Canada’s unilateral push for digital-services tax could sink its U.S. trade deal
As published in The Globe and Mail
Earlier this month, Ottawa decided to break with a clear majority of Organization for Economic Co-operation and Development countries by refusing to delay the imposition of a unilateral digital services tax in January, 2024. In defying the OECD consensus, Canada was joined by unusual partners, including Russia and Belarus.
Deputy Prime Minister and Finance Minister Chrystia Freeland defended the DST decision, arguing that it’s “important for us to defend our national interest.” But it’s not clear how it’s in Canada’s national interest to go rogue when the United States, our most important trading partner, has repeatedly warned that doing so would violate the Canada-U.S.-Mexico Agreement (CUSMA).
According to Parliamentary Budget Office calculations, the federal government would stand to collect less than $1-billion of revenue a year from the imposition of a unilateral DST. The tax would be on the domestic revenues of certain tech companies that operate search engines, social-media platforms or online marketplaces.
But to put into context how small that annual DST revenue figure is, more than $2-billion of goods and services cross the U.S.-Canada border per day. Defending our national interest means defending our bilateral trade, which will be adversely affected, if not put in serious jeopardy, if Canada pursues the DST.
This issue isn’t new. For more than two years, U.S. President Joe Biden’s administration and senior leaders in Congress have repeatedly raised the unilateral DST as a major trade irritant. In fact, it’s an issue that has garnered rare bipartisan opposition from Democrats and Republicans alike.
The U.S. Senate finance committee – which has jurisdiction over trade deals such as CUSMA – urged Trade Representative Katherine Tai to challenge Canada’s DST “through dispute settlement, use of other tools available under U.S. laws, or other appropriate avenues.”
To that end, Ms. Tai has repeatedly raised the DST issue with her Canadian counterpart, International Trade Minister Mary Ng, in their bilateral one-on-ones – including just weeks ago on the margins of the third CUSMA Free Trade Commission meeting.

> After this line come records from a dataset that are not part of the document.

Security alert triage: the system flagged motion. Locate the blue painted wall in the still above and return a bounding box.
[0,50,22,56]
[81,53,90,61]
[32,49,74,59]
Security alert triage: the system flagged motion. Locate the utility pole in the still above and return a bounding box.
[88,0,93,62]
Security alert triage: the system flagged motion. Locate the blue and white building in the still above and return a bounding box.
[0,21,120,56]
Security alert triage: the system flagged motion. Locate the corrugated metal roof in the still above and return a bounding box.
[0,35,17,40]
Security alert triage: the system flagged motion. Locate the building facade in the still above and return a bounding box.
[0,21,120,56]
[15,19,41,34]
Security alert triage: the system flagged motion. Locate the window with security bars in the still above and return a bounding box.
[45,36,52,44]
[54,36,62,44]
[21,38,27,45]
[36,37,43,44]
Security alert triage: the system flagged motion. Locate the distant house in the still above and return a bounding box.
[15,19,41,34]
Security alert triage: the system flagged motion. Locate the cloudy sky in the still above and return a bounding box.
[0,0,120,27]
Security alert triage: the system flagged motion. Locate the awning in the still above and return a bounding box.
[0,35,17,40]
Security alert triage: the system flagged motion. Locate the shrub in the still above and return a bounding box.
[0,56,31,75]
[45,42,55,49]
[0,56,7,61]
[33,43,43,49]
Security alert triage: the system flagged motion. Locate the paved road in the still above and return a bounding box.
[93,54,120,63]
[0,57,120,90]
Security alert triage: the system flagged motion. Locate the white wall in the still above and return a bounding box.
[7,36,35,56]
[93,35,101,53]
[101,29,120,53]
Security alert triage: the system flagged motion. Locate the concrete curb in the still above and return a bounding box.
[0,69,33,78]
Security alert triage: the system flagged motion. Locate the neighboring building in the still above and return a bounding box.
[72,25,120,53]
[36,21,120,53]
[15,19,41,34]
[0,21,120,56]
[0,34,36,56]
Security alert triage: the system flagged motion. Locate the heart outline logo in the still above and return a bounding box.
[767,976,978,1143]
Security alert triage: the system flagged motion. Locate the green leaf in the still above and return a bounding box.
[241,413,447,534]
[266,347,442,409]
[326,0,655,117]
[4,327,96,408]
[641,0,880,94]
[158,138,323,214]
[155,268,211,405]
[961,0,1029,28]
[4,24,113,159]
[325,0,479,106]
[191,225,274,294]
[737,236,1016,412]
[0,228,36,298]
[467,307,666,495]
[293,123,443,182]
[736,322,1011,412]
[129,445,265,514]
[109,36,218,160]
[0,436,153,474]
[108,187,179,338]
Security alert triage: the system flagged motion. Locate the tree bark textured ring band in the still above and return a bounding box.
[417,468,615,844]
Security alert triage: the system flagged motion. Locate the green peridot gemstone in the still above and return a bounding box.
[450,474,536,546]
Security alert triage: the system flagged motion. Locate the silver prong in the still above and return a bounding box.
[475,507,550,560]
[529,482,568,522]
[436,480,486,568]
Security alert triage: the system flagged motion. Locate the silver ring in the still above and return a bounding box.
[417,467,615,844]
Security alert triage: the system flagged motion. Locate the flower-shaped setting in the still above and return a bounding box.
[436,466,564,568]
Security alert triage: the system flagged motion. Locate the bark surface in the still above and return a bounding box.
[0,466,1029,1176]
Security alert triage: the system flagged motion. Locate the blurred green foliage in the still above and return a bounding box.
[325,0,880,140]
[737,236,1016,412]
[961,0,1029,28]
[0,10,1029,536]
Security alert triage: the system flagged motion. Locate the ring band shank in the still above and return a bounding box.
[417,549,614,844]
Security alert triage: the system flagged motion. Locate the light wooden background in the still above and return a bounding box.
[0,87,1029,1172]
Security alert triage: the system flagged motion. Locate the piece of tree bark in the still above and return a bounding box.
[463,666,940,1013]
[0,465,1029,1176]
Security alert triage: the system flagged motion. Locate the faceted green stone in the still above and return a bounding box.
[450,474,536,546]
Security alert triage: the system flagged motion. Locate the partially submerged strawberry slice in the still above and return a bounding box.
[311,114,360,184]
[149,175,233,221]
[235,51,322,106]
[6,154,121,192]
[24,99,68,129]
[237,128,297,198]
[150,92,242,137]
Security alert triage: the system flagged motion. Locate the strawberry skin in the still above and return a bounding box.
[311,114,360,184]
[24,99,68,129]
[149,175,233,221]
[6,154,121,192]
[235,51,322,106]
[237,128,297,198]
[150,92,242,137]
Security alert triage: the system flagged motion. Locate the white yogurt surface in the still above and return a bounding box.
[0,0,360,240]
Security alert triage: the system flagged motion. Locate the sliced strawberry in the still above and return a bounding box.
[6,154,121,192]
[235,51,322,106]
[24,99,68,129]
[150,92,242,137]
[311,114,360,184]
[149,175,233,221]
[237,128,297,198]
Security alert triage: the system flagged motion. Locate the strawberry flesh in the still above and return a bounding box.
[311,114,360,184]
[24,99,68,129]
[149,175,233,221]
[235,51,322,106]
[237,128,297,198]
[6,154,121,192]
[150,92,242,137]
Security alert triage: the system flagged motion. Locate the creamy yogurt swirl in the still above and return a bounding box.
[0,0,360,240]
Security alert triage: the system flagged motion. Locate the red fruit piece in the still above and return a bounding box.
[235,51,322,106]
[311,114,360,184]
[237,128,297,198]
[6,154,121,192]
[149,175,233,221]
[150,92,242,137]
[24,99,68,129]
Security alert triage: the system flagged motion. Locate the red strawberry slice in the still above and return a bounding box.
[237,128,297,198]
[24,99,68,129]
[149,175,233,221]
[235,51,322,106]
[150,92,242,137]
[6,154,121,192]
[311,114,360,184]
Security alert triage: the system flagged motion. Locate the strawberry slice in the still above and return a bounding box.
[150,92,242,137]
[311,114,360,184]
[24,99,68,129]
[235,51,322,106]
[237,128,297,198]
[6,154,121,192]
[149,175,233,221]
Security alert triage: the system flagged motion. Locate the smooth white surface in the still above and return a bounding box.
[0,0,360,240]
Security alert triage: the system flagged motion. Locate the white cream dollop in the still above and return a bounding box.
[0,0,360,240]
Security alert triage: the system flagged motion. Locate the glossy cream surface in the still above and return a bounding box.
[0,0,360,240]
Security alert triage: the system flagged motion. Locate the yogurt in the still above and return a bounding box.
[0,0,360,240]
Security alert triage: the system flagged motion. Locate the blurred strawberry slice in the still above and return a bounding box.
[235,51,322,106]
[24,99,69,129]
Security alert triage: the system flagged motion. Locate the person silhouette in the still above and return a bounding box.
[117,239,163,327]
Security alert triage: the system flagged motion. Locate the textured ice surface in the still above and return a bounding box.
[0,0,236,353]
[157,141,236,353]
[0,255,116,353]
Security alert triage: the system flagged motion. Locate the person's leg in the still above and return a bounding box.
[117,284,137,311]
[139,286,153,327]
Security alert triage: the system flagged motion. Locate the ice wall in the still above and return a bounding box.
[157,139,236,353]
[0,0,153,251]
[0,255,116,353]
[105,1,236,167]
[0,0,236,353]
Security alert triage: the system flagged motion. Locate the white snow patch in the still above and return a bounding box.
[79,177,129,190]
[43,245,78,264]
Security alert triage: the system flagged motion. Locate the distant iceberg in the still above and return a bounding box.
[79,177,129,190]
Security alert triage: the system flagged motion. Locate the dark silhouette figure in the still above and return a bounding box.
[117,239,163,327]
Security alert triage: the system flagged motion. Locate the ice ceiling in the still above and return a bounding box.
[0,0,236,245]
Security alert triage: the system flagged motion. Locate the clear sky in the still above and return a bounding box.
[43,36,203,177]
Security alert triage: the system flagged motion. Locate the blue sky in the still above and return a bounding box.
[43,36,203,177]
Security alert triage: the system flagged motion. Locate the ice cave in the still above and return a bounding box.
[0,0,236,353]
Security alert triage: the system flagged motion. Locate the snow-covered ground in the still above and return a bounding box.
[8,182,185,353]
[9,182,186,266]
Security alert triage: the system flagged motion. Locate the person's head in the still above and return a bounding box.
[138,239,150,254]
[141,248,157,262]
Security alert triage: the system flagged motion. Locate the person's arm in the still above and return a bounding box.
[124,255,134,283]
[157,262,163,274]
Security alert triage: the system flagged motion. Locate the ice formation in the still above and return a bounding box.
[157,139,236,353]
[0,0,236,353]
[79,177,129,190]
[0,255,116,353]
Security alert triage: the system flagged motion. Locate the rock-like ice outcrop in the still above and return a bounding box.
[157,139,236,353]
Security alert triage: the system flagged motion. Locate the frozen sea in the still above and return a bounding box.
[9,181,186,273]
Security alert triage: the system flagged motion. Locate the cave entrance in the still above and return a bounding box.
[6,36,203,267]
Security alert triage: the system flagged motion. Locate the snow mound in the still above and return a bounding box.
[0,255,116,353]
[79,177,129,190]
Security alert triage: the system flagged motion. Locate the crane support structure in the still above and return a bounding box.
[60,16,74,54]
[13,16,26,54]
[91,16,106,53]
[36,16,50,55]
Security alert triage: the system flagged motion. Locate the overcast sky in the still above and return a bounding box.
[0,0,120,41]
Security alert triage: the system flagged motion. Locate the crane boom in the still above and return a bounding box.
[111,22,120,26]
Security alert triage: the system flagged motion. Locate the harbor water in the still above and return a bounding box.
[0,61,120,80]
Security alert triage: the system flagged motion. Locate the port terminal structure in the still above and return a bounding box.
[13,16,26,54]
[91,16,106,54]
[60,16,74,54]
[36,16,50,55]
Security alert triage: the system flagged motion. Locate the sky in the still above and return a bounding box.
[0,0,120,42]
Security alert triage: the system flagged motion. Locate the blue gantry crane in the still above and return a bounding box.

Recently, U.S. Ambassador David Cohen said that “if Canada decides to proceed alone, you leave the United States with no choice but to take retaliatory measures in the trade context, potentially in the digital trade context, in order to respond to that.” This contradicts Ms. Freeland’s assertion that our partners, including the U.S., “understand our approach.”
As bad as retaliation would be, there could be an even worse impact. When Canada, the U.S. and Mexico negotiated CUSMA, the Trump administration at the time insisted that the agreement should be reviewed after it had been in force for six years. That review must take place before 2026 and likely requires U.S. congressional approval.
While the review of the agreement should be a swift, straightforward exercise in Canada, there’s a risk that it could become badly bogged down south of the border. Canadian business leaders have been warned by senior congressional officials that it will be tough to get CUSMA renewal through Congress if Ottawa were to go ahead with its DST.
In the end, all this comes down to a matter of timing – and time is not on Canada’s side. While other OECD countries agreed to defer or delay the imposition of their national DSTs for another year, until 2025, Canada has dug in its heels on 2024.
This is particularly problematic given Canada’s hosting of the next North American Leaders’ Summit with Mr. Biden and Mexican President Andrés Manuel López Obrador. While an exact date has yet to be confirmed, the NALS will likely take place around the time that our disputed DST comes into force – meaning the summit agenda could be disrupted by a trade dispute.
The greater risk, however, is that the imposition of a unilateral DST will occur during a particularly intense period of the 2024 U.S. presidential election cycle. As candidates for office seek to define themselves on politically sensitive issues such as trade, an ill-timed dispute can polarize the debate and lead to anti-CUSMA campaign promises.
Ms. Freeland is absolutely right in saying it’s important for us to defend our national interests, but let’s be clear about what those interests are. The OECD dispute is not about taxes, it’s about trade – and the federal government needs to reconsider its decision to forge ahead with a unilateral DST to avoid putting our trade interests in jeopardy.